My next step was to replace the truffle flavor. I wanted something really robust and delicious. I chose serrano ham. My 4 favorite flavors are truffle, pork, garlic, and chocolate. So since truffles are out since I couldn't find any I went with flavor #2....PORK. ALL PRAISE HIS SWINYNESS!
I stuffed the ham under the skin and then heated up the skillet to really (&*!@# hot with some canola oil in it. Once the skillet was ready to singe I put the chicken skin down in the pan. I kept it on the skillet until the skin was nice and crisp and started to brown. I flipped the chicken over and placed the whole pan in an oven for 17 minutes at 350(F) degrees.

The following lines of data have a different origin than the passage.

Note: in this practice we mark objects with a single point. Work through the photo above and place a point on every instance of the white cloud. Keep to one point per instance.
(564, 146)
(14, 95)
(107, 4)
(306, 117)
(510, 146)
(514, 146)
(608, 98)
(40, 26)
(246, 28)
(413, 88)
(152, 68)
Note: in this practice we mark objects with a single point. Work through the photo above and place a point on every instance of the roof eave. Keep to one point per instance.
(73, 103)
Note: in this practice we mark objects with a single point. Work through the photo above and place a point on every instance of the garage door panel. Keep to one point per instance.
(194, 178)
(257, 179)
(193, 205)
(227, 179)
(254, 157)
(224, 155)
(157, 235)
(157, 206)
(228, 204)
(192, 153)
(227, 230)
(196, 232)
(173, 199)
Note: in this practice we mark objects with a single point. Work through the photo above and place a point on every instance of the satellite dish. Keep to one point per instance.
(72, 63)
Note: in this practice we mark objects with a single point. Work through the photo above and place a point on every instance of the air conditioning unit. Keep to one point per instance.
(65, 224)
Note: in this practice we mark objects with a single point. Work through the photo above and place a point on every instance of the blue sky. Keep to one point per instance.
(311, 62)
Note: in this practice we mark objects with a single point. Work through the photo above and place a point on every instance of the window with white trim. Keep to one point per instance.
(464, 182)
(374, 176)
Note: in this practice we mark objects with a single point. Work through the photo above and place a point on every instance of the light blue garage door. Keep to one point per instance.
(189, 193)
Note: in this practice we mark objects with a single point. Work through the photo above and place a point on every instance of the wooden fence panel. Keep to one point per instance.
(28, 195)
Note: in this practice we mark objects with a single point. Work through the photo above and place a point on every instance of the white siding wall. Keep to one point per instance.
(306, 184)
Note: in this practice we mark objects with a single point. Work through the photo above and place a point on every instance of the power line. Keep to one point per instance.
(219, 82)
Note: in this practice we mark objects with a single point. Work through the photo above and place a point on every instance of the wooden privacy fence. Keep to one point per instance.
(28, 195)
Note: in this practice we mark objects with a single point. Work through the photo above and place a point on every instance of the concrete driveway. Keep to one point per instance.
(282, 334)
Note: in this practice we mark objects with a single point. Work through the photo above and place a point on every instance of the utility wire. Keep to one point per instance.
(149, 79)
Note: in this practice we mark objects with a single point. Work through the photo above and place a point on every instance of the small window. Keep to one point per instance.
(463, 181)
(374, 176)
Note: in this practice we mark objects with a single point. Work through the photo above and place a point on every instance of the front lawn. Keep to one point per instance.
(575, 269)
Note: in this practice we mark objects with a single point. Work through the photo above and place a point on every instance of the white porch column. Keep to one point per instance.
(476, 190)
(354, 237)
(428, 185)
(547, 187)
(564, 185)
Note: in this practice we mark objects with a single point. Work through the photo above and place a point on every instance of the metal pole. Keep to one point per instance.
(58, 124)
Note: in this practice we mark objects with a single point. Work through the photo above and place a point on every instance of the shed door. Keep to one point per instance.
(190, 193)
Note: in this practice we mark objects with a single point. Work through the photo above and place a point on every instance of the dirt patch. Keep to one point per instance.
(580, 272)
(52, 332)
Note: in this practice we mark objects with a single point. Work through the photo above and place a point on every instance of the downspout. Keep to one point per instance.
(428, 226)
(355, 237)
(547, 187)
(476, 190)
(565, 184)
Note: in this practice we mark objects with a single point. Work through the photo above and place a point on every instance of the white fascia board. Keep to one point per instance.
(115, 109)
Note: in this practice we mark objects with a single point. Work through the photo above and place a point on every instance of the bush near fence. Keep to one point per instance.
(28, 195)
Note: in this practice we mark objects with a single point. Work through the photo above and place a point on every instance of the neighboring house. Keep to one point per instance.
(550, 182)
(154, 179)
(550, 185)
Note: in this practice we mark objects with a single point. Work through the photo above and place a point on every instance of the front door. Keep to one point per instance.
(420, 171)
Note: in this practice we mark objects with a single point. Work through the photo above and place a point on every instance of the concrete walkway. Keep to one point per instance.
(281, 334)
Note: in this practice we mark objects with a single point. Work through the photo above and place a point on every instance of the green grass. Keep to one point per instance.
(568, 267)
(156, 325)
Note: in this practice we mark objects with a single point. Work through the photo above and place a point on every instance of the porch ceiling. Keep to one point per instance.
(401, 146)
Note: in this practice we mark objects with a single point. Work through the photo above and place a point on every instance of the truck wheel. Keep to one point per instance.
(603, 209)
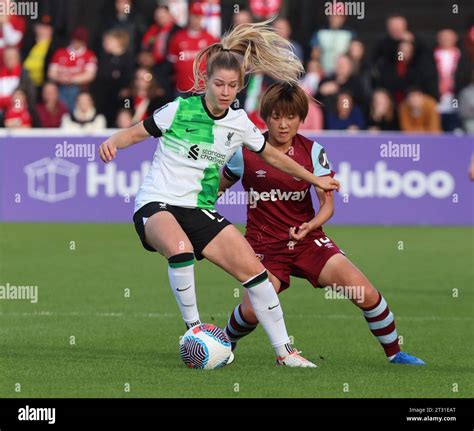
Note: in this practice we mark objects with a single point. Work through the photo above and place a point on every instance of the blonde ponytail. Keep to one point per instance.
(250, 48)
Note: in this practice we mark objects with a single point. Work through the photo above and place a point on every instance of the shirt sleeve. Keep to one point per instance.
(320, 161)
(161, 120)
(234, 169)
(253, 138)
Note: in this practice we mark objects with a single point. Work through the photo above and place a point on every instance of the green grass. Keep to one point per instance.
(134, 340)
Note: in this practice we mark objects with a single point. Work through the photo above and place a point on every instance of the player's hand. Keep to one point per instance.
(303, 230)
(107, 151)
(327, 183)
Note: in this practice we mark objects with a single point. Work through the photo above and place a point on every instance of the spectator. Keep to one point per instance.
(411, 68)
(156, 39)
(242, 17)
(466, 106)
(51, 109)
(362, 68)
(348, 116)
(330, 43)
(310, 82)
(468, 41)
(73, 68)
(264, 9)
(124, 119)
(12, 75)
(84, 116)
(12, 29)
(418, 113)
(185, 45)
(114, 73)
(18, 115)
(212, 21)
(342, 79)
(283, 27)
(382, 113)
(35, 61)
(450, 66)
(396, 27)
(315, 118)
(146, 95)
(124, 16)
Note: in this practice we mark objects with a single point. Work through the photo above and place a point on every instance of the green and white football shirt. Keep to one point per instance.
(193, 147)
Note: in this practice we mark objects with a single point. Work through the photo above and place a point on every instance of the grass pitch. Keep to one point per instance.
(106, 324)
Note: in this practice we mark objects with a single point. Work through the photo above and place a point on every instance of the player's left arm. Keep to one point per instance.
(326, 198)
(286, 164)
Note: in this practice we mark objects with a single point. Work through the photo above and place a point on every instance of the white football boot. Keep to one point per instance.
(295, 360)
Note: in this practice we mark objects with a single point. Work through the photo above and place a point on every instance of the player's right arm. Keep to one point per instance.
(232, 172)
(122, 139)
(155, 126)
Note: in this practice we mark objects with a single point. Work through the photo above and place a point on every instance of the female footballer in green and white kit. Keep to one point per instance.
(174, 208)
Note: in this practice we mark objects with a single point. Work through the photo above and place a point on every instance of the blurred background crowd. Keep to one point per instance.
(95, 64)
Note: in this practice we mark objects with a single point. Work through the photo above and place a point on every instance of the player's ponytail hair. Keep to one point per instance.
(250, 48)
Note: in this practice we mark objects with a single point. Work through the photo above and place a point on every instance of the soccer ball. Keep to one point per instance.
(205, 347)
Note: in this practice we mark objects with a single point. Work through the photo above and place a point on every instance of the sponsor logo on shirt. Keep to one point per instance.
(274, 195)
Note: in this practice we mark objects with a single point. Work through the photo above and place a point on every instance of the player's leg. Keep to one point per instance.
(341, 273)
(231, 251)
(243, 319)
(165, 235)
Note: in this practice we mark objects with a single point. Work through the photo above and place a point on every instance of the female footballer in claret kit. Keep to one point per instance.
(284, 230)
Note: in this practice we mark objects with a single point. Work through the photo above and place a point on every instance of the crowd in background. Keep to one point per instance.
(133, 67)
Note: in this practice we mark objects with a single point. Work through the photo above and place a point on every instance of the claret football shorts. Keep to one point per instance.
(304, 260)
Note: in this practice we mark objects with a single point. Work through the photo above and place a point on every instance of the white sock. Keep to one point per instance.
(267, 307)
(181, 276)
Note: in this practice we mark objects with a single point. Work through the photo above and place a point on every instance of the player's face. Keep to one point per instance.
(283, 128)
(222, 88)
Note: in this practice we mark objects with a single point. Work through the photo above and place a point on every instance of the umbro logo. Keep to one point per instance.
(193, 152)
(229, 138)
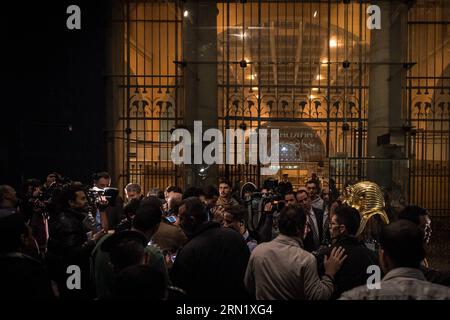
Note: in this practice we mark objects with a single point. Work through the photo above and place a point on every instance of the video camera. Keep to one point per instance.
(98, 195)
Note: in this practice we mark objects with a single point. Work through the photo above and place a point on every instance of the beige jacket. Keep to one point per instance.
(282, 270)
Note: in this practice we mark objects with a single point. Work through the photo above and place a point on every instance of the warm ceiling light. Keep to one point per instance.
(333, 43)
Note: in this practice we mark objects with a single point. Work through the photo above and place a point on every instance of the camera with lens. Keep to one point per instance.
(98, 196)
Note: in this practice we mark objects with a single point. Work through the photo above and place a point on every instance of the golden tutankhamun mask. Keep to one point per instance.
(367, 198)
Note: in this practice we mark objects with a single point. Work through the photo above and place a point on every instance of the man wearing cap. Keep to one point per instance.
(127, 248)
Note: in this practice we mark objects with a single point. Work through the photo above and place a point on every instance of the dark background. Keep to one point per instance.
(52, 90)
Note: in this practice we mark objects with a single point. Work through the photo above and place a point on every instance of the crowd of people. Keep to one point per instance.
(65, 240)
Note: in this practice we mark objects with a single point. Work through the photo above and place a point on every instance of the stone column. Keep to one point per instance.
(388, 53)
(200, 77)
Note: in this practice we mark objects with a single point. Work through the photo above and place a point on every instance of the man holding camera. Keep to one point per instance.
(112, 208)
(225, 200)
(72, 238)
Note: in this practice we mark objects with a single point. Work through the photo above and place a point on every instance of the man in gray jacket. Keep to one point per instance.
(282, 270)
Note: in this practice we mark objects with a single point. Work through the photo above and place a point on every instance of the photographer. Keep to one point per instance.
(34, 209)
(225, 199)
(8, 201)
(111, 206)
(72, 238)
(262, 210)
(133, 191)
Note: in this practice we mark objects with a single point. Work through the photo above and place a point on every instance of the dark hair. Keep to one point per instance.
(12, 228)
(313, 181)
(349, 217)
(237, 212)
(134, 187)
(224, 180)
(152, 200)
(290, 192)
(211, 192)
(131, 207)
(195, 209)
(174, 189)
(69, 193)
(29, 183)
(302, 191)
(148, 215)
(412, 213)
(139, 282)
(403, 243)
(291, 220)
(193, 192)
(125, 253)
(98, 175)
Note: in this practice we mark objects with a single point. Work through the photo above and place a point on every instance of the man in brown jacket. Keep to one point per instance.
(282, 270)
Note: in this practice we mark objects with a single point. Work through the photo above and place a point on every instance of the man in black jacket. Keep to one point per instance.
(317, 222)
(22, 275)
(343, 227)
(69, 244)
(212, 265)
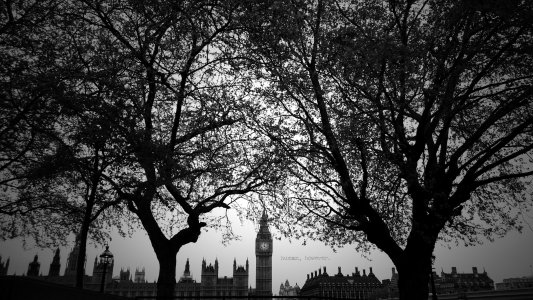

Before I started the chicken I had started to cook down some chicken stock. Once it was about 1/2 of the size I whisked in some mustard and fresh chopped tarragon. I let the flavor combine together a bit and helped it along with a small pinch of salt. I whisked in some melted butter until it was emulsified. ie really (!*@# mixed together so the oil from the butter isnt creating butter bubbles in the sauce. The sauce was friggin delicious. The only thing I added from the original recipe was the tarragon. So yeah. You need to make this sauce. Chickeny, silky, YUMMY goodness.
I needed some veg with dish so I halfed some banana potatoes and tossed them in sage and olive oil. I roasted them for about 20 minutes at 350(F) degrees. I also halved some baby bok choi and LIGHTLY brushed them with mustard and grilled those bad boys up.
What I got was simply delicious. Thanks Chuck!